Turkey: Earthquake Toll Rises To 116 As Rescuers Conclude Searches
The death toll in last week’s Aegean Sea earthquake has risen to 116 as rescuers in the Turkish resort city of Izmir finished searching buildings that collapsed in the temblor. As of Wednesday, all but two those killed were in Izmir, Turkey’s third largest city. Two teenagers died on the Greek island of Samos, which lies south of the epicentre of Friday’s powerful earthquake, which registered 7.0 magnitude according to the United
States Geological Survey. Mehmet Gulluoglu, head of Turkey’s Disaster and Emergency Management Presidency, said search and rescue operations had been completed at 17 buildings that fell in Izmir. The rescue operation has been going full tilt since Friday, as rescuers pulled 107 survivors from the rubble, including some young children whose survival prompted emotional outpourings from observers and emergency
workers alike. Of the 1,035 people injured in the quake, 137 remained hospitalised on Wednesday, the Turkish agency said, and more than 4,600 tents and 17,000 beds were being used for temporary shelter. This was the deadliest quake to hit Turkey in nearly a decade. Following a cabinet meeting on Tuesday evening, Turkish President Recep Tayyip Erdogan pledged not to give up until the final person was recovered. Rescuers’
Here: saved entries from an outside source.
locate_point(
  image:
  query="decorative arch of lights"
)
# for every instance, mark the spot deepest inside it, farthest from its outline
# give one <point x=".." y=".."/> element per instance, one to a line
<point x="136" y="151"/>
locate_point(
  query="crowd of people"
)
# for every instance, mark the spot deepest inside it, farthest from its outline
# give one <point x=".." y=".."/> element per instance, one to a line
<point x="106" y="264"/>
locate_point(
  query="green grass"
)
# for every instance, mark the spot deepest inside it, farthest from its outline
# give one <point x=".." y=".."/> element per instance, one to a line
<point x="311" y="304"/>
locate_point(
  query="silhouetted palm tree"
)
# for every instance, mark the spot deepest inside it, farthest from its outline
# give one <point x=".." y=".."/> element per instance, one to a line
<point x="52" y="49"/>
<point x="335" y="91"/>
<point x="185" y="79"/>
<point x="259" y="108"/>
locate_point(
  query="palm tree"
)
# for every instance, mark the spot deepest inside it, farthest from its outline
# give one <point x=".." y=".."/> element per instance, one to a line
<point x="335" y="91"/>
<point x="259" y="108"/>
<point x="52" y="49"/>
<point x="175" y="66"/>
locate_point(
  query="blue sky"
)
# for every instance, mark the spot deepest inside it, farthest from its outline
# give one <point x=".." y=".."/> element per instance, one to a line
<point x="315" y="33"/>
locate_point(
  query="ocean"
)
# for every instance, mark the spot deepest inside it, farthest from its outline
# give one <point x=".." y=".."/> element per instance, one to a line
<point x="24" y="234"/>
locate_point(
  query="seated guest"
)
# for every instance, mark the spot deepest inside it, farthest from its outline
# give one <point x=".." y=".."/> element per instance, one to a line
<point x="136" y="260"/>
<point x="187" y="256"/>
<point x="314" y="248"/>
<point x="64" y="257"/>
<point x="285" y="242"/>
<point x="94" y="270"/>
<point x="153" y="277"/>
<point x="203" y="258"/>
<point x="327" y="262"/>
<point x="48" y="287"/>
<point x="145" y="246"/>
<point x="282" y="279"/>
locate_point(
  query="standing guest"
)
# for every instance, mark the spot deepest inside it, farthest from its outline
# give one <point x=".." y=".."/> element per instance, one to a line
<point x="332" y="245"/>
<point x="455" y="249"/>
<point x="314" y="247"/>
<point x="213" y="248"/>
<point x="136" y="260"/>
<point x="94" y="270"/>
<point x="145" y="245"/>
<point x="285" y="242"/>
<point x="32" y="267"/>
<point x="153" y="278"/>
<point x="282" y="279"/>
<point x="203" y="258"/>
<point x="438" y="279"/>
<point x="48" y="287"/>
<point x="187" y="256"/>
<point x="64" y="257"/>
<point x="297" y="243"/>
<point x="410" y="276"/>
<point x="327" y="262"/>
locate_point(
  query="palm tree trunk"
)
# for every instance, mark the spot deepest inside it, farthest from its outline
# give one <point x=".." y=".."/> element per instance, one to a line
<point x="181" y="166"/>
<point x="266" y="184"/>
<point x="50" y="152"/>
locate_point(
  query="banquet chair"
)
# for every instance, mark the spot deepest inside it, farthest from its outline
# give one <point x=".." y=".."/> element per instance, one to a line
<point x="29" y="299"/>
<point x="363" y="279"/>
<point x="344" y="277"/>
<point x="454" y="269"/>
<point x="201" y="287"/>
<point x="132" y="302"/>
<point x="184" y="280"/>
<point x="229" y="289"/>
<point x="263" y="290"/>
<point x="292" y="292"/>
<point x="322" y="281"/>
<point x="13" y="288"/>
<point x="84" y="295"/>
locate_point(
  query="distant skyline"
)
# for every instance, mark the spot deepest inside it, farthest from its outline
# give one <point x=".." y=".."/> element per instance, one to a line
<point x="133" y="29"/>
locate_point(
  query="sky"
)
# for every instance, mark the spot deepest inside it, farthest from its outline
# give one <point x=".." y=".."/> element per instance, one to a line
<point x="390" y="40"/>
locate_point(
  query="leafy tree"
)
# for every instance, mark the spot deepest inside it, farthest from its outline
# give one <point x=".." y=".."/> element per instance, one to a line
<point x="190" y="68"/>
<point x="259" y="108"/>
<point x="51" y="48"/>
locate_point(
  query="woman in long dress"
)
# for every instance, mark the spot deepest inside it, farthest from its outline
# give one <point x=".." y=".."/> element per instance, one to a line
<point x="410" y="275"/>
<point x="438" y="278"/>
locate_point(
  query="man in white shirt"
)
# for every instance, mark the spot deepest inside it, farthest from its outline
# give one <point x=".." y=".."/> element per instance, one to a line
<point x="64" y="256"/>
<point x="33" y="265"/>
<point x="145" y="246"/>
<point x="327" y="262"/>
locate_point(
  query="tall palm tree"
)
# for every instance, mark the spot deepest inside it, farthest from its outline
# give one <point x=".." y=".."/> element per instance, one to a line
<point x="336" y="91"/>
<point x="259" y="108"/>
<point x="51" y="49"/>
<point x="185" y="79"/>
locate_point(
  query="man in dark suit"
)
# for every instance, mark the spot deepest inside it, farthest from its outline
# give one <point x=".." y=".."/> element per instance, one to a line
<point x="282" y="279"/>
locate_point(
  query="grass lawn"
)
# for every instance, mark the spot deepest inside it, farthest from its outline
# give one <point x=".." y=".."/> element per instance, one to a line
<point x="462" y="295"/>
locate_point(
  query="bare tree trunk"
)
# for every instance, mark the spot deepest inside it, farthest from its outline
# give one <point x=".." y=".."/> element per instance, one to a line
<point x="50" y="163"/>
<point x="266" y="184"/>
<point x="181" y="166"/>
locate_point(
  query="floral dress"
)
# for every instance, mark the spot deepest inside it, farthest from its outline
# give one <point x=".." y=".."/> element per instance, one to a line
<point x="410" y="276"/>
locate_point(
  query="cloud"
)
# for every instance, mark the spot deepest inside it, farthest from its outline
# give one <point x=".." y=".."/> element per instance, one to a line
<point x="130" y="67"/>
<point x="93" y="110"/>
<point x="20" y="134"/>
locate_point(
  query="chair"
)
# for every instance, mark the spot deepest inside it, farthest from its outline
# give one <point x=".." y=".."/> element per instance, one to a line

spirits were raised on Tuesday when they pulled out a 3 year old girl from the wreckage of her family home, 91 hours after the quake. The tremors were felt across western Turkey, including in Istanbul, as well as in the Greek capital of Athens. Some 1,700 aftershocks followed, 45 of which were greater than 4.0 magnitude. In Izmir, the quake reduced entire buildings to rubble or saw floors pancake in on themselves. Authorities have
detained nine people, including contractors, for questioning over the collapse of six of the buildings. Turkey has a mix of older and new buildings, often built cheap and sometimes illegally, making them incapable of withstanding earthquakes well. Regulations have been tightened to strengthen or demolish older buildings, and urban renewal is under way in several
Turkish cities. But experts say it is not happening fast enough. The country sits on top of two major fault lines and earthquakes are frequent. More than 500 people were killed in a 2011 quake in the eastern city of Van, while another in January this year killed 41 people in the eastern province of Elazig. In 1999, two powerful quakes killed 18,000 people in northwestern Turkey.